The works, thus, reflect the shifting aspirations. The collages bring together fragments of this changing visual culture — advertisements, “aimed at a burgeoning middle class”, sit next to scenes of labour; cut-outs of pills and capsules are placed onto landscape scenes; an Indian airline appears set against what looks like a European setting.
The works suggest that liberalisation marked an economic change while also influencing how people perceived and understood their surroundings. The media was flooded with new visuals — full of glossy polished advertisements, aspirational lifestyles, and global references that gradually altered how people viewed everyday life.
The exhibition also includes notebooks and archival materials that give a glimpse into the artist’s methods. According to gallery director Ranjana Steinruecke, Rajan’s later works — including a set of paintings and a series of tabletop sculptures of coloured boxes containing everyday objects such as a clock, a knife, and a toy car —will be presented in the second part of the exhibition, scheduled for August this year.

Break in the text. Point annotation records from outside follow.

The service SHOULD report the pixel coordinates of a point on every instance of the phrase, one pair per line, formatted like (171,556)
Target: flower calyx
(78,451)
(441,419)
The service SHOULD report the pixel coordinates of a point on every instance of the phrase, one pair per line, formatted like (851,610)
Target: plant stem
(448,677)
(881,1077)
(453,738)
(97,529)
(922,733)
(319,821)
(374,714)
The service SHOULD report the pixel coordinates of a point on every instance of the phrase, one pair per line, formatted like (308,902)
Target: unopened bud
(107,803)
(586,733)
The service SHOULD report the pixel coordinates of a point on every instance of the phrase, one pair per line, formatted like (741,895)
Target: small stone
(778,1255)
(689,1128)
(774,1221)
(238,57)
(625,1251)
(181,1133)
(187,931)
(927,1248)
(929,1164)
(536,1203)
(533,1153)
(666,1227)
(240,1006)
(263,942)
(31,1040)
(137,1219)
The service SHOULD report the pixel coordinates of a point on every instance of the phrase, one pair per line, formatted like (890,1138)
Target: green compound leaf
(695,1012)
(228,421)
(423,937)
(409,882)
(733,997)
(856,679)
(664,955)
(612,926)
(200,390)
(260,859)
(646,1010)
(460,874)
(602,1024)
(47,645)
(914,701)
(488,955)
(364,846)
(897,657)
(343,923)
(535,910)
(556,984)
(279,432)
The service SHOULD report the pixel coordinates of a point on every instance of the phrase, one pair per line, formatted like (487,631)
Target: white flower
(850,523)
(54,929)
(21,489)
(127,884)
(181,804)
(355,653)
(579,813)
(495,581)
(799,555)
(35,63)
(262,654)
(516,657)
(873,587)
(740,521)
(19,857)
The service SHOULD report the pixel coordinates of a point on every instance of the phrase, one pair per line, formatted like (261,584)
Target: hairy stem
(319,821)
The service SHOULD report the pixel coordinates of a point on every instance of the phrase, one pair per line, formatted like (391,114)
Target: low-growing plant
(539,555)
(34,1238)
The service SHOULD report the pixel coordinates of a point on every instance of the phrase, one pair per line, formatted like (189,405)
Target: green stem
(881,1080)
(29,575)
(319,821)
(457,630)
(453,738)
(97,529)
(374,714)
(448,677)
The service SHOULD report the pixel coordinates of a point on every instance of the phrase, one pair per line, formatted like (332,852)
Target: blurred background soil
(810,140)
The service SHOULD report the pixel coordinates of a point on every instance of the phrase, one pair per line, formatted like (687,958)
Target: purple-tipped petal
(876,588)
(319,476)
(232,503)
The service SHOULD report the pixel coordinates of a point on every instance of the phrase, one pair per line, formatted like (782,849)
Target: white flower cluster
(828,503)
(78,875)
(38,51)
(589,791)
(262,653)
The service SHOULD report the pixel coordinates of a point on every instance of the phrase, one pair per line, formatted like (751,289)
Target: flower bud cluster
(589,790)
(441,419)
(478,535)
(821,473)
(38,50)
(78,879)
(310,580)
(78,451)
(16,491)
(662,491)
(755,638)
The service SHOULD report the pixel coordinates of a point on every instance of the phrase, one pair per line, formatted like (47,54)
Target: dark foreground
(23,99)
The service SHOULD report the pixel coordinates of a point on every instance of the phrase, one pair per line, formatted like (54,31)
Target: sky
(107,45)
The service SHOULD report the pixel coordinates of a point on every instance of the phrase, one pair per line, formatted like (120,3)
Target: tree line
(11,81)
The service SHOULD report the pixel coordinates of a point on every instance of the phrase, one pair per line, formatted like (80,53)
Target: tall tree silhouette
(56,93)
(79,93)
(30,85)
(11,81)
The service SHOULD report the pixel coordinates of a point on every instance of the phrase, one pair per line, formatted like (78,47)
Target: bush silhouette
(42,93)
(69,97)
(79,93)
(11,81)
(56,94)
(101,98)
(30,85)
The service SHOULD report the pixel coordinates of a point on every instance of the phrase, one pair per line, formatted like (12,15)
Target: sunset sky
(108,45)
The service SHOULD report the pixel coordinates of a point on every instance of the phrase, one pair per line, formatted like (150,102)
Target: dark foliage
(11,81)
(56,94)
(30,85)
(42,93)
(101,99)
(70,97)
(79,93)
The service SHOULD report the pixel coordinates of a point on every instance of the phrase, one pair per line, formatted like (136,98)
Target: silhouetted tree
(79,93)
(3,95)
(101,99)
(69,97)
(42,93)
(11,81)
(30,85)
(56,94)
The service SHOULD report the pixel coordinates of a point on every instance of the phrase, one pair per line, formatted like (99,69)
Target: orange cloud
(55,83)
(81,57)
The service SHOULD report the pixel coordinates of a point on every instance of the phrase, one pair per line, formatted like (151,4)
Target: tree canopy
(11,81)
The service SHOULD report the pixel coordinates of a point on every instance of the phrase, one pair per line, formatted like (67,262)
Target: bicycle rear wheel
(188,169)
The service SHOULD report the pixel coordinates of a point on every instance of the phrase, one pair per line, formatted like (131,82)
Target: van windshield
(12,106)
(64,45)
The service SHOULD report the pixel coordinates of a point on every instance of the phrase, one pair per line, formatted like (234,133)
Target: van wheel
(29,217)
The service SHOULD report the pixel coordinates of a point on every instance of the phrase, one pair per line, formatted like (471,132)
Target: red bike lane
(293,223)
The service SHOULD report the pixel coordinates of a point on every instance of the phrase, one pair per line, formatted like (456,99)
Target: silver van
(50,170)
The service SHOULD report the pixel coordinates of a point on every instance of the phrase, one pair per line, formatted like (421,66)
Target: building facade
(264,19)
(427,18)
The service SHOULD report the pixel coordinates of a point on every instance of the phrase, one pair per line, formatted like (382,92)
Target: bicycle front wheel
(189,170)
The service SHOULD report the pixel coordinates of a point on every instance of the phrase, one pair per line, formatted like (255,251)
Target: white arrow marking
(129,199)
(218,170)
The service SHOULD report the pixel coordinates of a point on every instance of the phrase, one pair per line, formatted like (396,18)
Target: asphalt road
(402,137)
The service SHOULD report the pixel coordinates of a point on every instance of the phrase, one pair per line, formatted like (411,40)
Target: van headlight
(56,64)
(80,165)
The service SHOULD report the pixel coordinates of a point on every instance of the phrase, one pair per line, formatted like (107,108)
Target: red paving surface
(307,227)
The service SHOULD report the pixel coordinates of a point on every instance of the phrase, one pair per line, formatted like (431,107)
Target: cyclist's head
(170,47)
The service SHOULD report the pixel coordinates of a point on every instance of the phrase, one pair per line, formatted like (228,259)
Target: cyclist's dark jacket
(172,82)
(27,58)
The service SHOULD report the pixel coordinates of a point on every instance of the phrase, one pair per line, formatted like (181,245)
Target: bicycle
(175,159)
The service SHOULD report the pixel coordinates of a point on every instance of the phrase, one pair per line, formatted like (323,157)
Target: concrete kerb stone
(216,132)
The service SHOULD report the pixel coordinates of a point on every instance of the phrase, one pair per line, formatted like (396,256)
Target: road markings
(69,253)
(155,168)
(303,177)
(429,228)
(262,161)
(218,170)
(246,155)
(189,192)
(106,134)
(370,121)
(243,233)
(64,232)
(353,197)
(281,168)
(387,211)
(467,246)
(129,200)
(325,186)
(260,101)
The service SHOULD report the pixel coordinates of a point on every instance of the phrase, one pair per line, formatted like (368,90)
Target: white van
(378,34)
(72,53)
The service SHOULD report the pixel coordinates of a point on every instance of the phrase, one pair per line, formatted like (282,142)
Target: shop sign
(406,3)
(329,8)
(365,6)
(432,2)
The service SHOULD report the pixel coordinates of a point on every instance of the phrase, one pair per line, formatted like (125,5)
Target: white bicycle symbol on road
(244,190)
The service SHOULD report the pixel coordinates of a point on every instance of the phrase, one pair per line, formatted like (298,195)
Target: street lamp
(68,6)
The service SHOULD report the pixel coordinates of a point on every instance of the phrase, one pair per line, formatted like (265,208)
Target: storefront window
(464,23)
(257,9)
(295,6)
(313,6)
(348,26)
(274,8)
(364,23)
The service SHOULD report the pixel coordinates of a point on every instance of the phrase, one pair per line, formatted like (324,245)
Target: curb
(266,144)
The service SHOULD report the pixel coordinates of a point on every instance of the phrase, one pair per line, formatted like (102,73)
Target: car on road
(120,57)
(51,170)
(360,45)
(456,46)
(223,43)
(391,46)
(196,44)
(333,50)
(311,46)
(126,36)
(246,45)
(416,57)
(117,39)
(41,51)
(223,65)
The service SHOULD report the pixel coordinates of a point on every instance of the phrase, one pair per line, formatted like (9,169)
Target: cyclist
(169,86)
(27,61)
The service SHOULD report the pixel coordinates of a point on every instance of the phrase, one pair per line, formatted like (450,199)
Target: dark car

Steinruecke points out that Rajan’s collages are not only acts of critique but also explorations of visual beauty. She notes that the artist “didn’t need to do anything on a grand scale,” choosing instead to communicate through small, meticulously constructed works. The hundreds of collages, when seen together, create an immersive experience, and draw viewers into Rajan’s way of seeing, where each piece is as much about composition as it is about meaning.